A quintessential Superman souvenir has drawn a super price at auction.
The original check to Jerome Siegel and Joe Shuster for the rights to their comic book character fetched $160,000 Monday. DC Comics, then known as Detective Comics, wrote the $412 check in 1938.
It was auctioned online to an unnamed buyer, according to Metropolis Collectibles and ComicConnect.com, the companies that conducted the sale.
"The concept of the superhero was born with Superman," Vincent Zurzolo, co-owner of New York-based ComicConnect, told Reuters. The check was sold on behalf of the heirs of a DC Comics employee, who stashed it for decades in a dresser drawer, the firm said.
The comic book series was first adapted into a TV series, then a Warner Bros. movie franchise that helped usher in a wave of superhero movies that is still cresting today.

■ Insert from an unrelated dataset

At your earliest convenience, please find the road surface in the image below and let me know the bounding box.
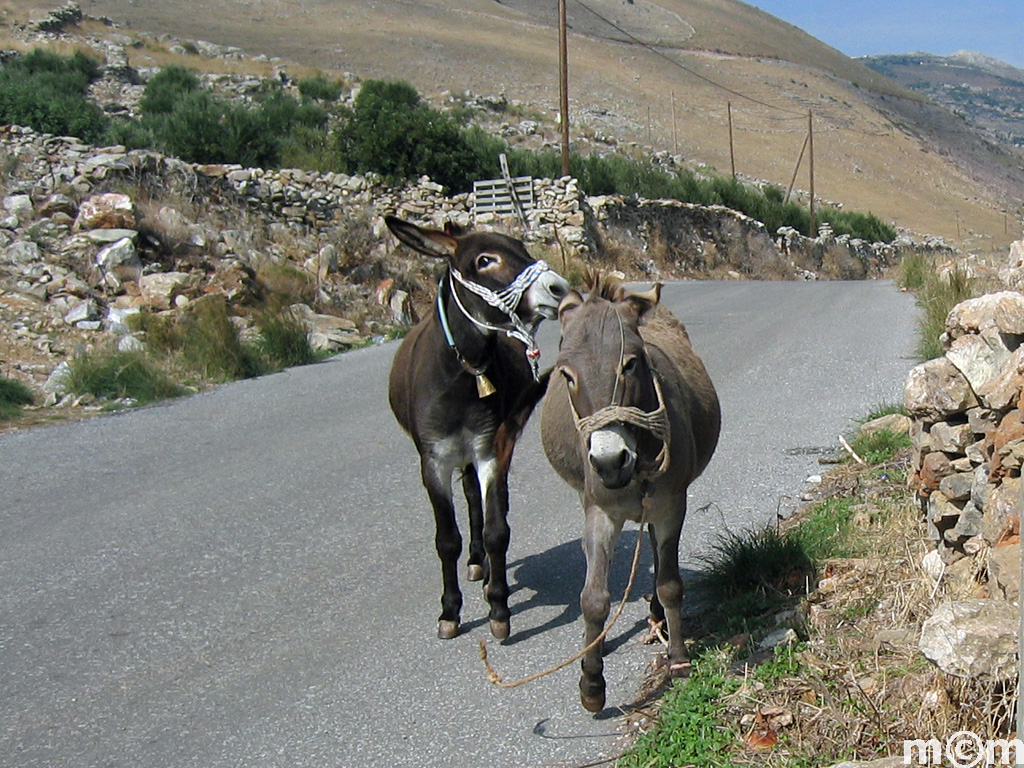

The sale of the rights to Superman by Siegel and Shuster for such a meager sum was the basis of a lawsuit filed their heirs, who unsuccessfully sued DC Comics and its parent company Warner Bros. A judge rejected the bulk of the claim in 2009, but did rule that the heirs of Siegel and Shuster would be eligible for royalty payments beginning in 2013.
That will be after Warners debuts the latest entry to the franchise, "Superman," in December of this year. Former "Tudors" star Henry Cavill will star in the reboot, a WB-Legendary Pictures co-production.